Thread: French PDF manual

French PDF manual

From
Guillaume LELARGE
Date:
Hi,

Michael Glaesemann asked me to share details about our toolchain to
build a french PDF manual. So here are the details.

We started by changing SGML files in a way that makes them syntactically
correct and valid with an XML toolchain :
 - add <?xml... on the beginning of each file ;
 - change </> tag with the correct ending one ;
 - add / for unitary tags (xref for example) ;
 - change <!entity with <!ENTITY ;
 - *delete* standalone ignore and include tags but keep some of the
   text ;
 - put all id, linkend, endterm in lowercase ;
 - etc (I probably have forgotten some).

Then we used XSLT stylesheets from the LFS project to build XHTML and
PDF manual. We used xsltproc and fop 0.20.5. And, after much tweaking
(to get good computeroutput, to fix columns' size of each table), we
finaly got this PDF :
  http://docs.postgresqlfr.org/pgsql-8.1.3-fr/pg813.pdf

Of course, you've seen the only problem for your move to XML : we
deleted standalone tags. But I think the result deserv some more work. I
would be glad to work on this if you think this could be a useful
addition to the project.

FYI, building the PDF file take me about 6 minutes on a Athlon 2.2 GHz
with 1 GB of RAM. I think this is good news :) Bad news is it takes
about half an hour to build the HTML one... pretty ugly... I don't
really know why it takes so much time.

If you're still interested on this work, should I work on 8.1 branch or
on HEAD ?

Hope you find this useful and forgive my bad english,

Regards.


--
Guillaume.

Re: French PDF manual

From
"Guillaume Lelarge"
Date:
Hi,

2006/5/4, Guillaume LELARGE <guillaume.lelarge@gmail.com>:
> [...]
> Of course, you've seen the only problem for your move to XML : we
> deleted standalone tags. But I think the result deserv some more work. I
> would be glad to work on this if you think this could be a useful
> addition to the project.
>

Well, it was really easy to do. Instead of putting standalone tags,
you just have to add a parameter and its value on each tag that
depends on the kind of document you build. For example, I put
'standalone="yes"' when I want that the tag's content only appears on
standalone mode and I put 'standalone="no"' when I want that the tag's
content only appears on book mode.

Then I give these parameters to xsltprc so that it knows which mode I ask.

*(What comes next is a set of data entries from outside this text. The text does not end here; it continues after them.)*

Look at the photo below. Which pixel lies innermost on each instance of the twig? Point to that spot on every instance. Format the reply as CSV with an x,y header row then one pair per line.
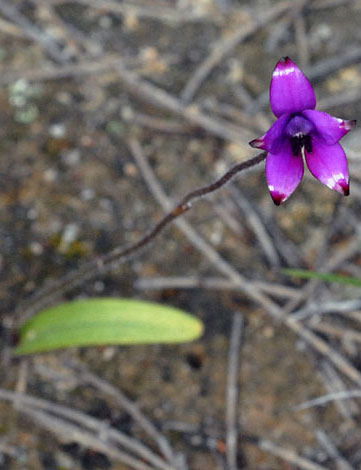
x,y
332,450
321,401
68,431
233,391
173,282
224,47
288,455
87,377
84,423
327,307
32,31
342,333
335,383
227,270
42,297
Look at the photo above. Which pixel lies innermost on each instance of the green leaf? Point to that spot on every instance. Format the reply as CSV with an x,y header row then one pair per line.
x,y
104,321
338,278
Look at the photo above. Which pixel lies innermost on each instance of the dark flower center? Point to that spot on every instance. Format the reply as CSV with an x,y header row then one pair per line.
x,y
299,131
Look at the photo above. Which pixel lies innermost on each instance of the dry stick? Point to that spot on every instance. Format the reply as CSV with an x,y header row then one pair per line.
x,y
333,452
32,31
84,423
70,432
190,282
104,387
341,333
288,455
321,401
233,391
224,47
335,383
226,269
42,297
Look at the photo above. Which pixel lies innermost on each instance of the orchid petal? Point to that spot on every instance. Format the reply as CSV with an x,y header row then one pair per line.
x,y
330,129
291,91
273,139
328,163
284,172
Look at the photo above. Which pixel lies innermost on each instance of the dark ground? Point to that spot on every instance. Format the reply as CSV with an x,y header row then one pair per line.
x,y
70,190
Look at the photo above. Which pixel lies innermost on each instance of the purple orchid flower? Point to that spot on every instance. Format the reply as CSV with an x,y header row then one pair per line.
x,y
301,131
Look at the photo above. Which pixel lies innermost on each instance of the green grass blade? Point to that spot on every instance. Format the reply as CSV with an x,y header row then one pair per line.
x,y
104,321
337,278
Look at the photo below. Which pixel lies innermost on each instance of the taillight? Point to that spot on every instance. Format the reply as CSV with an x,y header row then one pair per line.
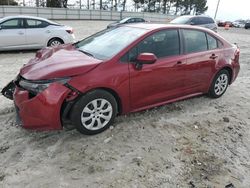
x,y
70,31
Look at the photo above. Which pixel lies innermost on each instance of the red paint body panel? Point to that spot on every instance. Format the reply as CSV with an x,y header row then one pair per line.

http://svn.postgresqlfr.org/changeset/242 will give you every change I
made to make it work.

My PDF file is still the same but I can now build the INSTALL.html document :
  http://docs.postgresqlfr.org/pgsql-8.1.3-fr-ng/standalone-install.html

I'm still willing to do or help you on this matter.


--
Guillaume.

Re: French PDF manual

From
Peter Eisentraut
Date:
Guillaume LELARGE wrote:
> We started by changing SGML files in a way that makes them
> syntactically correct and valid with an XML toolchain :

Well, you can go into the documentation source directory and type 'make
postgres.xml' to get an XML formatted DocBook file automatically.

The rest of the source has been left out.